In its June newsletter, the American Institute for International Steel (AIIS) report that GDP data for USA in Q1 2013 was revised down to 2.4% from 2.5% in the first estimate.
The government report indicated that GDP growth in the first quarter was due to increased inventory accumulation, increased in exports and a decrease in imports. The decrease in imports, based on historical analysis, is not a positive trend that one may think as approximately 55% of all imports are used for further processing in US factories and the rest are finished products for consumer consumption.
The ISM Purchasing Managers’ Index posted its first sub-50 value in May since June 2009, at 49% which means that the manufacturing sector contracted. AIIS say this is a seriously worrying marker, and although one month’s sub 50 result does not prove a trend the index has been weakening since February this year, month on month. Other ISM sub-indices also show weakening in the manufacturing sector, with order backlogs, production and new orders all below the breakeven mark of 50, signifying contraction.
The steel intensive sectors continue on the trends seen since 2009, with autos leading the way.

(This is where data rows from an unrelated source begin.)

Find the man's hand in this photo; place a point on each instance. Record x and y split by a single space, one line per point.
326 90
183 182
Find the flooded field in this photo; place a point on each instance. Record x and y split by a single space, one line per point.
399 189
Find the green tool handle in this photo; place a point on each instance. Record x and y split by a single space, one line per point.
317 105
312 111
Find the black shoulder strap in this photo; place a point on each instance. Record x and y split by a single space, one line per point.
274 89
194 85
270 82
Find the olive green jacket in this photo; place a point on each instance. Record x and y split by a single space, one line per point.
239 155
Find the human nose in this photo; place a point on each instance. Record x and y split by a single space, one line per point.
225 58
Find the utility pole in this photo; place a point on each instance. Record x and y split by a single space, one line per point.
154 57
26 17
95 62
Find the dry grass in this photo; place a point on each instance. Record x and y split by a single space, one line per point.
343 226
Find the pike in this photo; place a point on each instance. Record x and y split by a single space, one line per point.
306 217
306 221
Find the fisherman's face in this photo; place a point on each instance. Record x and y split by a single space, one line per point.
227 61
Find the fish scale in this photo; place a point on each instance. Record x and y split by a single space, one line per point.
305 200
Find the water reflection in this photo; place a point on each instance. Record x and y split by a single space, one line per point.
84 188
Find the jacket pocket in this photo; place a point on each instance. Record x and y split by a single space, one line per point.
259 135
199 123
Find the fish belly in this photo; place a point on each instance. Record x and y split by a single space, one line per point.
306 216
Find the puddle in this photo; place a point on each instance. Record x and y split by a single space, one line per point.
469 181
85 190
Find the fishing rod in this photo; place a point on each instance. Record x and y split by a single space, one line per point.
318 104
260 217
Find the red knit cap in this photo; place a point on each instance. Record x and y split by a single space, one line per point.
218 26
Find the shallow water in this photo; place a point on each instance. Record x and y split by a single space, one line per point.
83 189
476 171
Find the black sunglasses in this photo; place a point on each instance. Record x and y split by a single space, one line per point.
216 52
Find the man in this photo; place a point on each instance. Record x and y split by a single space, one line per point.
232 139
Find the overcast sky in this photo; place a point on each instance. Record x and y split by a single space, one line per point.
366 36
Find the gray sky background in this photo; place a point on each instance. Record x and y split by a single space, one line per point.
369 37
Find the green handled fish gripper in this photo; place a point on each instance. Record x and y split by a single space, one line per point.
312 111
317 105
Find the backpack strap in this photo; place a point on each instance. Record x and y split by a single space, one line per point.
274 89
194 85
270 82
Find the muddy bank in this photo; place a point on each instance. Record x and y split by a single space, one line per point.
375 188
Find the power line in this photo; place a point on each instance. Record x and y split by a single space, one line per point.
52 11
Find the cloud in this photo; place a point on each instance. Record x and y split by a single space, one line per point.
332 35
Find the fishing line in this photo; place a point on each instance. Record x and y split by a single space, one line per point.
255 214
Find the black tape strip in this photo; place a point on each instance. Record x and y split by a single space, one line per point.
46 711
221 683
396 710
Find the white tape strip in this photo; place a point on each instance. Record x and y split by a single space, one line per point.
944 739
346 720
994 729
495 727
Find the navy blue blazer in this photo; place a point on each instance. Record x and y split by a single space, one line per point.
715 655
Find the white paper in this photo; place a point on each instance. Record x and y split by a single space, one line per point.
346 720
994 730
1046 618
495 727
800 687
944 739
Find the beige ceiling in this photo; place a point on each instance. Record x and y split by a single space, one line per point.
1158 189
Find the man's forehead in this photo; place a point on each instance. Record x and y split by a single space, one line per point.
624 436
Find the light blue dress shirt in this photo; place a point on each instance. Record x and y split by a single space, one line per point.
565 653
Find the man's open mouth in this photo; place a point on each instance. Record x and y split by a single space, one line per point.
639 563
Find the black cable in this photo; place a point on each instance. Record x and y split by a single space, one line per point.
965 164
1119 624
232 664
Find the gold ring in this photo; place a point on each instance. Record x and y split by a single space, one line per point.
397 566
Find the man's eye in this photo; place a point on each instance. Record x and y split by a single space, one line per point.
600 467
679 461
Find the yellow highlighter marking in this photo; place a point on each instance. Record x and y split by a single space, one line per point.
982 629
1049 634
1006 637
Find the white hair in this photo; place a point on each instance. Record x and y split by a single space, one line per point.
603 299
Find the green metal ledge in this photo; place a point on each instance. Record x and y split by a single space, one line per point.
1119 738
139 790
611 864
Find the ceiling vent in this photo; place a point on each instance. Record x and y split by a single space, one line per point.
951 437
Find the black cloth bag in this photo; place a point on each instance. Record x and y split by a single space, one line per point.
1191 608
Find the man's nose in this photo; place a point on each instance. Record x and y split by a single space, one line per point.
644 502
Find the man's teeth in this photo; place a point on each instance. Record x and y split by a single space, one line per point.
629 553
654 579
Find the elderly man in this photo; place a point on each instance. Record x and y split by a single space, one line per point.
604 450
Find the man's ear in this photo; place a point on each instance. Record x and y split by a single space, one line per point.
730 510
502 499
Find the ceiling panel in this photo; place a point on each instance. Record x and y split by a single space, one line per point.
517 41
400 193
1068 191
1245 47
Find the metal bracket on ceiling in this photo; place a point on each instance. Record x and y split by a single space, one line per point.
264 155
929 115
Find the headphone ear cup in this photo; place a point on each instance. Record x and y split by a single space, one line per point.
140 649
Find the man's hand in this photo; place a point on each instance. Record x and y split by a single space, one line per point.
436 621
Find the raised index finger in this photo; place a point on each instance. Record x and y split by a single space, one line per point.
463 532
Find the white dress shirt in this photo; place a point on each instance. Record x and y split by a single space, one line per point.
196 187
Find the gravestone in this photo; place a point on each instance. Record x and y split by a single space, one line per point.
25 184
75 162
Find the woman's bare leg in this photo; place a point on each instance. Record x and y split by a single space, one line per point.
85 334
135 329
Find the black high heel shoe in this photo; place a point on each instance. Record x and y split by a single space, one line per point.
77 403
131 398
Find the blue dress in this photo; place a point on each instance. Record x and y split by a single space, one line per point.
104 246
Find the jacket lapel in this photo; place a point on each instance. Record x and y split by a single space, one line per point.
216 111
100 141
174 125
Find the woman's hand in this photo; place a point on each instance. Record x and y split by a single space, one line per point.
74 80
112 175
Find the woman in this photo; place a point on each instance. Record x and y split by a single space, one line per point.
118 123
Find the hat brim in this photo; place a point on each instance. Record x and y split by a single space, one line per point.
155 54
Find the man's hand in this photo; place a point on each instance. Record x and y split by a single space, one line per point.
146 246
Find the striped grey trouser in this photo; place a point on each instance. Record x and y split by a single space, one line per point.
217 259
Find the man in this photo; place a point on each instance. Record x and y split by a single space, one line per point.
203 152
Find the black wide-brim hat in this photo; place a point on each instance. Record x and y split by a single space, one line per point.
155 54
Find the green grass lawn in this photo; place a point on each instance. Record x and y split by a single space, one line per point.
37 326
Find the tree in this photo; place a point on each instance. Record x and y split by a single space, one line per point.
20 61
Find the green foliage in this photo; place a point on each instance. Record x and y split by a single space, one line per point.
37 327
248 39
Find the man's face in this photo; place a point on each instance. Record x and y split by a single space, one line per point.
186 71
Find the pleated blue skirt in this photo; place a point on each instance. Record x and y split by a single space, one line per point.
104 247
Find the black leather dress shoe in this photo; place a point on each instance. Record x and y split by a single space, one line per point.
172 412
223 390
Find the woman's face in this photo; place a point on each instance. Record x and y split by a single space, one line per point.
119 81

In May the industry-wide seasonally adjusted annualised rate was 15.3 million units compared with 14.9M in April, which was a small decline from March. The sales increase was led by pick-ups. The big three US auto companies experienced an increase in their market share in May at the expense principally of the Japanese and Korean brands, most of which are also manufactured in the USA.
While there is good news for the auto sector and oil and gas related (which while still consuming healthy levels of steel products is burdened by high inventories, especially as regards OCTG), the most important steel sector, non-residential construction, remains mired in slow, or nearly no growth. The most recent data for that sector is for April, running a paltry 1.5% higher than the weak data for April 2012. Moreover, employment in the non-residential sector for May actually declined even while the residential sector continues to expand and add jobs. AIIS remain cautiously optimistic that, with history as a guide, the normal one-year delay between a healthy residential and a healthy non-residential construction sector will assert itself sometime late in 2013.